Although Savard is mainly a bottom-up investor, the fact that the U.S. economy has proven to be a standout in a moderate global growth environment is a key part of her thesis. "We have a strong U.S. consumer. So from a macro standpoint, the sector makes sense," says Savard, noting that the employment picture is improving and rising house prices are encouraging homeowners to spend on renovations. "Look at auto sales in the U.S. They are back to the peak. And in Canada, we're not in such bad shape."
Much has been made of rising household debt in Canada. Yet, Savard points out, when one strips out health costs from household debt levels, Canadians are actually less indebted than Americans, with an average debt-to-disposable-income ratio at 157.9%, versus 171.3% for U.S. households.
"With low interest rates, Canadians can afford the debt they are carrying. And with the U.S. recovering, Canada should benefit from that," says Savard, a bachelor of commerce graduate from HEC Montréal, who in 2002 joined Standard Life Investments Inc. after four years as an analyst on the sell side of two bank-owned brokerage firms. (Standard Life was acquired earlier this year by Manulife.)
Savard has overweighted the consumer-discretionary sector, which accounts for 11% of the balanced fund's equity weighting. That's higher than the sector's 8% weight in a blended benchmark of the S&P/TSX Composite Index and S&P 500 Index.
A second positive factor for the sector is expanding operating margins. "With healthy company top lines, we are seeing good operating leverage," says Savard. "By using technology and better systems and improving productivity, you get margin expansion. Combined with lower debt financing, this results in pretty healthy earnings-per-share (EPS) growth." She adds that the consumer-discretionary sector's median 14% EPS was the best in the second quarter in North America.

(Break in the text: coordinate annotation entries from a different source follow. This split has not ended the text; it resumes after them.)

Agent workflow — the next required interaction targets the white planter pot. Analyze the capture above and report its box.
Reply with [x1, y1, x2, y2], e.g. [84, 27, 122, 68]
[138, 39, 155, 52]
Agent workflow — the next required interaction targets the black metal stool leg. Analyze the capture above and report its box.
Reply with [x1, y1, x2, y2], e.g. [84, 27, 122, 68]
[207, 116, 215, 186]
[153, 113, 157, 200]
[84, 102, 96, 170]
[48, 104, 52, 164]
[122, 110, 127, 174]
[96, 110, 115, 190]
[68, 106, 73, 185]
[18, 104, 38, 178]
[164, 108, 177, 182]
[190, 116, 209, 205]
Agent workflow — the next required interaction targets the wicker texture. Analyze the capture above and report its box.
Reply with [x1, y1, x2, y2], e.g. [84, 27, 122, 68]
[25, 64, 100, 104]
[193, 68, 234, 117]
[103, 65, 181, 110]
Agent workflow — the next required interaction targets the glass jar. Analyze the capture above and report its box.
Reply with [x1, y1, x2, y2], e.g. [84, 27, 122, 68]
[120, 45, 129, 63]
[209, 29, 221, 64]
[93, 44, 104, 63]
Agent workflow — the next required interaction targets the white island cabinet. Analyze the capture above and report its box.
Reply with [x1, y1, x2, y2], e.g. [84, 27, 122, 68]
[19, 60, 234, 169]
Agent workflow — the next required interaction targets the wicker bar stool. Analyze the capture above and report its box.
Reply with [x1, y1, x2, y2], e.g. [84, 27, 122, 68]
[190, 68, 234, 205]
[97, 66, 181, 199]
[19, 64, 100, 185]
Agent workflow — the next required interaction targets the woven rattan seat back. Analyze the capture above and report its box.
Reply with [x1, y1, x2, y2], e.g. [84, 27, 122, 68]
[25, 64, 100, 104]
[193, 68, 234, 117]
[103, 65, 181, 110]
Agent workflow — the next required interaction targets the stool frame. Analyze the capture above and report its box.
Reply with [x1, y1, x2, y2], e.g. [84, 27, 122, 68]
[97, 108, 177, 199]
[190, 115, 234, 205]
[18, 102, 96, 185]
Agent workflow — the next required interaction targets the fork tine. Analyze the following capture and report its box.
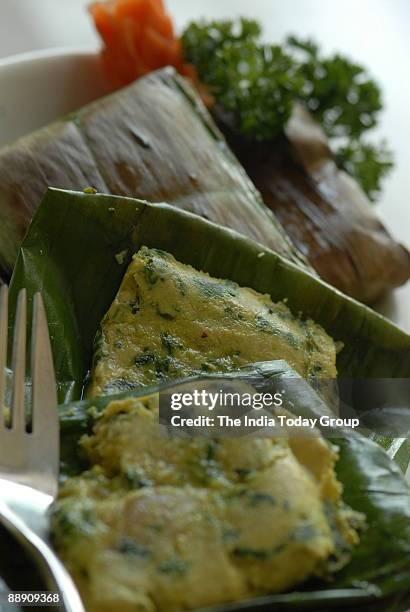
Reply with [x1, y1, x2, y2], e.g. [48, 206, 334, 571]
[31, 293, 59, 441]
[0, 285, 8, 430]
[11, 289, 27, 430]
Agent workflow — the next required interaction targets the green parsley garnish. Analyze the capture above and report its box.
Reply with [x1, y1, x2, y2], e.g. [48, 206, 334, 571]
[182, 18, 392, 200]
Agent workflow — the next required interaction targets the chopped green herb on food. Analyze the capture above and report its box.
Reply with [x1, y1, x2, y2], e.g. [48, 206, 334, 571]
[88, 247, 336, 396]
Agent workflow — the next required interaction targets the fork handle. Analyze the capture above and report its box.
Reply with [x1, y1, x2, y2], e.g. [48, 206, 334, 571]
[0, 500, 85, 612]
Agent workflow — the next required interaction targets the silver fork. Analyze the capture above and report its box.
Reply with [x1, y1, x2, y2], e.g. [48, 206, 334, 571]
[0, 286, 84, 612]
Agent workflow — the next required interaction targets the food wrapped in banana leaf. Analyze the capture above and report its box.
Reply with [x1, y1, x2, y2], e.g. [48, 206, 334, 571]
[0, 69, 304, 275]
[220, 105, 410, 303]
[11, 189, 410, 398]
[88, 247, 336, 397]
[52, 362, 410, 612]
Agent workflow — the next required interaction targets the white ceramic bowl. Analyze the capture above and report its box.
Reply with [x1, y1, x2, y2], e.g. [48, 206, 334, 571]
[0, 48, 410, 332]
[0, 49, 108, 146]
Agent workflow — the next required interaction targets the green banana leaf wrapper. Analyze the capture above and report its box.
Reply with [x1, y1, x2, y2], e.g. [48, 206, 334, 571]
[55, 361, 410, 612]
[0, 69, 308, 279]
[11, 189, 410, 471]
[11, 189, 410, 399]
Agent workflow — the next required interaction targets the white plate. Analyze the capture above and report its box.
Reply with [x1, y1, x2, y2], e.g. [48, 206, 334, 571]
[0, 48, 108, 145]
[0, 48, 410, 332]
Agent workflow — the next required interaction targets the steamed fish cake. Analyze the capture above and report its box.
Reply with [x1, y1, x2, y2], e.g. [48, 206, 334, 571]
[88, 247, 336, 396]
[52, 397, 362, 612]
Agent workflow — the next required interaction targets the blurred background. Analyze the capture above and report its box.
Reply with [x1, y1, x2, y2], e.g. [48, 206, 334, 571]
[0, 0, 410, 329]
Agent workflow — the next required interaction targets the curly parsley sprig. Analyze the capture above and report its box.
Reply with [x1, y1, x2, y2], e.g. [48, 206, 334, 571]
[182, 19, 392, 200]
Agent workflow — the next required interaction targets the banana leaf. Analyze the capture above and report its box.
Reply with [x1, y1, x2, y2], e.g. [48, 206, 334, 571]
[52, 361, 410, 612]
[11, 189, 410, 399]
[0, 69, 307, 278]
[218, 105, 410, 303]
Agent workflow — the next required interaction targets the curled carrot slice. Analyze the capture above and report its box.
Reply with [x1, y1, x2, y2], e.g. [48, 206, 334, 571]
[90, 0, 196, 87]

A third positive factor is the opportunity to gain international exposure. "There are a few companies that have large operations in the U.S. and benefit from the U.S. dollar when they translate their results," says Savard. She points to firms such as Gildan Activewear Inc. GIL, which have profited from considerable exposure outside of Canada.

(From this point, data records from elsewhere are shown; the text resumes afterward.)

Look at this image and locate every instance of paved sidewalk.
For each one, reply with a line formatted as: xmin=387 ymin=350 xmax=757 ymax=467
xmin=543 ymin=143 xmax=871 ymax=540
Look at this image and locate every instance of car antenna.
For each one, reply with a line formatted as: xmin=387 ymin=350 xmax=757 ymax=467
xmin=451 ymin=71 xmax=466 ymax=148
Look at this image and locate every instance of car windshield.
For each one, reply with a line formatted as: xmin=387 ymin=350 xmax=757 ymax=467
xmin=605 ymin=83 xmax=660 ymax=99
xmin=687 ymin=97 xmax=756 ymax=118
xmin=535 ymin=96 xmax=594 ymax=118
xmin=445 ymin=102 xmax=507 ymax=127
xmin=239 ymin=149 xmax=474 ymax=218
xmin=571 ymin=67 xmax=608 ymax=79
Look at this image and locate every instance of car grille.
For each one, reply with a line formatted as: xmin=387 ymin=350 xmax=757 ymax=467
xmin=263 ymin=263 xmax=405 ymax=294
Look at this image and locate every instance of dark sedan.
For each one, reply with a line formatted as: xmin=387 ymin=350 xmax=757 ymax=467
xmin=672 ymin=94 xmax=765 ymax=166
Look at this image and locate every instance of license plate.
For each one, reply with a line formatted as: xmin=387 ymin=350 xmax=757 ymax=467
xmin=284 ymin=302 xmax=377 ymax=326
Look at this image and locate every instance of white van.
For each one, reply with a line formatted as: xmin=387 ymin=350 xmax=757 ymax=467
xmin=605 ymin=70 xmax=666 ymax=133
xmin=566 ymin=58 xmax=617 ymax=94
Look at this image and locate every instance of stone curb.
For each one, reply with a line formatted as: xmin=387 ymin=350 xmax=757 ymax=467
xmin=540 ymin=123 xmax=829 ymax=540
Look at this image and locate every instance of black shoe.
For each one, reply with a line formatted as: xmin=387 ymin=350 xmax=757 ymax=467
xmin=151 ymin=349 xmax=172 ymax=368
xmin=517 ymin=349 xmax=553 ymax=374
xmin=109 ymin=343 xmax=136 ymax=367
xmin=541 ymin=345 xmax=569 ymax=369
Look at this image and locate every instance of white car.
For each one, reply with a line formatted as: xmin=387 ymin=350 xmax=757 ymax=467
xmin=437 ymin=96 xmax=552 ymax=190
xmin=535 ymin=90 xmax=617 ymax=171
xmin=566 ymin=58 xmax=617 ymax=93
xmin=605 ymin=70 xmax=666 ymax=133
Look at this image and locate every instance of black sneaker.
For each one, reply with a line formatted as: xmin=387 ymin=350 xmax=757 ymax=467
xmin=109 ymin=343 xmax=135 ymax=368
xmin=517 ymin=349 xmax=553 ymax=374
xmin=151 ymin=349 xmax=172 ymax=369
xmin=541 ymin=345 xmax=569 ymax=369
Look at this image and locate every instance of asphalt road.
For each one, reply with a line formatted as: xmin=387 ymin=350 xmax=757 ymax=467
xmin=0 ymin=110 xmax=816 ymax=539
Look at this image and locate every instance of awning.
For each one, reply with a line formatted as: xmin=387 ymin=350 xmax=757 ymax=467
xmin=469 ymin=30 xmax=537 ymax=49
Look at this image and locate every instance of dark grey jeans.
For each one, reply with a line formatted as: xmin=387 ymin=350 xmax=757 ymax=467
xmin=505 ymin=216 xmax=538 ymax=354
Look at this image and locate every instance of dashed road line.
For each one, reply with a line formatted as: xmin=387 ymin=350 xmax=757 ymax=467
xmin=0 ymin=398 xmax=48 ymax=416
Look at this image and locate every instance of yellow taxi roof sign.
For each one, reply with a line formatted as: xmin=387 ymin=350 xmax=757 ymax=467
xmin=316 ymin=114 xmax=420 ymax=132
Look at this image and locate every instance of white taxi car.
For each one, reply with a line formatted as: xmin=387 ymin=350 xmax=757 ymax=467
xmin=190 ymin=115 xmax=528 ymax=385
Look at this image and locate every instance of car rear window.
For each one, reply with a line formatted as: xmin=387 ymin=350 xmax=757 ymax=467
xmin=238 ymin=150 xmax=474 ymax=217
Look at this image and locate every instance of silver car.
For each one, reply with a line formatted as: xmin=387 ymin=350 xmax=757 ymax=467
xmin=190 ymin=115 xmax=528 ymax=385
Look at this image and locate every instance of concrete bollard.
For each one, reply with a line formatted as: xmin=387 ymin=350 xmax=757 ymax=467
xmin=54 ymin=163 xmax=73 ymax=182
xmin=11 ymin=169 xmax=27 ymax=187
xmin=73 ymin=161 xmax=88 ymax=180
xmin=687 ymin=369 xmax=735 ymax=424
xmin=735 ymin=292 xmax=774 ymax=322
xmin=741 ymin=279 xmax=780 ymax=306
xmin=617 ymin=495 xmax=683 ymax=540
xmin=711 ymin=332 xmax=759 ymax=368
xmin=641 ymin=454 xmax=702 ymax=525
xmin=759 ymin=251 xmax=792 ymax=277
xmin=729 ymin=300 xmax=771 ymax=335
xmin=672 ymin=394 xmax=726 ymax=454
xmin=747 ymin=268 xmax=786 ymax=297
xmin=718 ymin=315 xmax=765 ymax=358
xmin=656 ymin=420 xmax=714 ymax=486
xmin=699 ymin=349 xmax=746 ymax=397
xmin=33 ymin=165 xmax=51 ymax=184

Fourth, Savard notes that the competitive retail environment has forced Canadian retailers to impose greater discipline. "The strong players are getting stronger and gaining market share," says Savard. For example, Canadian Tire Corp. CTC.A responded to the threat of Target Corp. TGT by working more closely with its own suppliers. It has also grown through acquisition. "They acquired Forzani Group, known under the Sport Chek banner, and same-store sales are excellent in that space. This has provided Canadian Tire with new growth avenues."

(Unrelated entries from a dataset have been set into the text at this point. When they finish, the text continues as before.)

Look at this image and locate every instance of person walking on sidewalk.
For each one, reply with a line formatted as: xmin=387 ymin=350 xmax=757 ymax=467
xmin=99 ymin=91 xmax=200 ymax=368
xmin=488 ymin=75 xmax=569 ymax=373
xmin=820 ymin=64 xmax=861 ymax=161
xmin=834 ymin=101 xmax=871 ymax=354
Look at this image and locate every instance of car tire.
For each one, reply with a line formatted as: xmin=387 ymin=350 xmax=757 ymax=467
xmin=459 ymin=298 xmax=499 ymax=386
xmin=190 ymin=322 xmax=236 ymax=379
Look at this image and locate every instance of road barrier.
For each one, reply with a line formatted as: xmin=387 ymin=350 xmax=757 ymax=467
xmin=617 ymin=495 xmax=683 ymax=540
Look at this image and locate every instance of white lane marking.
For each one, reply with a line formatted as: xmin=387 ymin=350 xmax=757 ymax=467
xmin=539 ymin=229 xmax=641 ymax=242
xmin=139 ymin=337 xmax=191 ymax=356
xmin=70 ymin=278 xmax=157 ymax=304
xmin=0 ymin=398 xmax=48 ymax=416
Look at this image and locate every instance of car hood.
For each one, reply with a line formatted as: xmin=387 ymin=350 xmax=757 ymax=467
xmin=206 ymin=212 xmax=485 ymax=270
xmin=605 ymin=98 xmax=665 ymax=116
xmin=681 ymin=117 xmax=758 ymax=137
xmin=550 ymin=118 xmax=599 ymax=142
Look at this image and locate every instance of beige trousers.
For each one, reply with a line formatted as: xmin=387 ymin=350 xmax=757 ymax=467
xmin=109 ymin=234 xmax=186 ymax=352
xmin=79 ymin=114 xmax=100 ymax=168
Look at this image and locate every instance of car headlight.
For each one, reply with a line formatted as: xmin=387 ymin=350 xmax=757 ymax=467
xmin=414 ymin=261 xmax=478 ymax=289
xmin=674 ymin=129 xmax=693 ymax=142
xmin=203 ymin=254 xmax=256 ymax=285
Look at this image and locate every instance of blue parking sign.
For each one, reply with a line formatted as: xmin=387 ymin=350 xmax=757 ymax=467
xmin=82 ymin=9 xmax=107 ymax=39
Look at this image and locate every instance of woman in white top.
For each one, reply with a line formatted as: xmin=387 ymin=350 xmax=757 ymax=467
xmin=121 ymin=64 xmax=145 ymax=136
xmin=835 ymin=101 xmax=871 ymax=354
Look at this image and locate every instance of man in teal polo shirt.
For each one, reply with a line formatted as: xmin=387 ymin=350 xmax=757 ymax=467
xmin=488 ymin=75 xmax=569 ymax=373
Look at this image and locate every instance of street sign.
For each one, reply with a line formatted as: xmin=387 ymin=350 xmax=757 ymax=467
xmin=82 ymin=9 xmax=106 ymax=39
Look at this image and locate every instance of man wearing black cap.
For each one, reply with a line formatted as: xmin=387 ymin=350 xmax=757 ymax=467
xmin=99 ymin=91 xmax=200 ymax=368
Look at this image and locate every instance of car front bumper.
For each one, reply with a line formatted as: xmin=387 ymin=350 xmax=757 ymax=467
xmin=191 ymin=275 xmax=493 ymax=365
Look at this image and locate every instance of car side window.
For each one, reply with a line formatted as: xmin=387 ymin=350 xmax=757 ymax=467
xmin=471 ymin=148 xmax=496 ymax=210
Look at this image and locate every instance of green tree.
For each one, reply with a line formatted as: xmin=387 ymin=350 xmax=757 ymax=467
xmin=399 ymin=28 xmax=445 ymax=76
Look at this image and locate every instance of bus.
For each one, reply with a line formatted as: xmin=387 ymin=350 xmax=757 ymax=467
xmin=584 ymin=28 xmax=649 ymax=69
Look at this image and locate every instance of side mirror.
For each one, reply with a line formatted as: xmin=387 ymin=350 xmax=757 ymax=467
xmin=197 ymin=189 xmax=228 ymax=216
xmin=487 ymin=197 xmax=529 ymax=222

Fifth, with interest rates set to rise in the U.S., consumer-discretionary stocks should exhibit sustainable dividend growth that Savard believes will outperform traditional dividend-yielding defensive stocks such as utilities. "Companies that have higher yields will be under more pressure. Their valuations are more based on the direction of interest rates. Right now, they are pricey relative to the market," says Savard.
Sixth, valuations are attractive. Savard points out that on the basis of their price-earnings-to-growth (PEG) ratio, consumer-discretionary stocks are trading at 1.1 times 2016 earnings, versus 1.2 times for the S&P/TSX Composite Index. On a price-earnings basis, they trade at 14.3 times 2016 earnings, or a 6.5% discount to the index.
Are there downside risks to Savard's scenario? One concern is that the picture could darken if energy and resources rallied. "What I worry about is if there is interest in those sectors, the money will have to come from somewhere," says Savard. "But we are active managers. So we will respond when we see fit."
With a bias to dividend-growth stocks, Savard likes names such as Home Depot Inc. HD, which has a 2% dividend yield. "It's a great way to leverage the housing recovery in the U.S.," she says, adding that the firm should continue to deliver mid-single-digit growth of same-store sales. Over the past three years, dividends have seen a 25% compound annual growth rate.
Another favourite is Cineplex Inc. CGX, a leading entertainment provider with a 3.3% dividend yield. "It is growing its media offerings and concessions," says Savard, noting that advertising in theatres is on the upswing. "It's showcasing much better growth at very high margins."